In my previous blog, I spoke about about the advantages of showing up for meetings on other people’s territory. Now I’d like to elaborate a bit more on one aspect of this – the importance of always bringing along a gift. Now by that, I don’t mean a material gift, as that can cause an uncomfortable situation in many instances – although there are circumstances where small offerings might also be appropriate, as in the case of the individual I mentioned with the golf ball collection. No, what I’m talking about is a gift of insight, information or something the other party may not have been aware of or thought of – in other word’s a heads up (which you can also do in a phone conversation or via an e-mail exchange).
Information gleaned from research papers are my favorite such “gifts” (“Hey did you see the McKinsey Report on Consumers and Sustainability?”), just as long as you always keep it relevant to the discussion or things that you know might interest the individual involved. Think about it this way: don’t you yourself prefer to talk with people who have something useful or interesting to impart – the conversational “givers” – and to shun the “takers”? Always try to be a giver.
Recently, I was told by a young executive that he had arranged an exploratory meeting with a vice president of a major company. I asked, “What are you giving him so he will want to meet you again?” He gave me a puzzled look. I explained that because he works for a prestigious firm, he gets the first meeting, but not necessarily a second one.
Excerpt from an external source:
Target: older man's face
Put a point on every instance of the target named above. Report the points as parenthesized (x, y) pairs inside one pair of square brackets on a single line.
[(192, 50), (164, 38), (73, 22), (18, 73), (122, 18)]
I would offer similar advice to readers of this blog: consciously look at your week ahead, think about the calls and the people you’ll be meeting, and what particular news items, links or reports you can share with them. My friend Bill Nicholson, the former CEO of Amway and one of the most successful people I know, makes a habit of clipping every magazine and newspaper article he thinks might be of interest to whomever he is going to meet, then hands them the stack of cut-outs. Today, I use mainly links and consumer research for this purpose. The point is: whenever you come on information, insights and thoughts that you think might be helpful or interesting to friends, associates or contacts you would like to cultivate, don’t miss an opportunity to share them. You might be surprised at the how the recipients will give back – and the ways in which it will help your business and personal relationships blossom.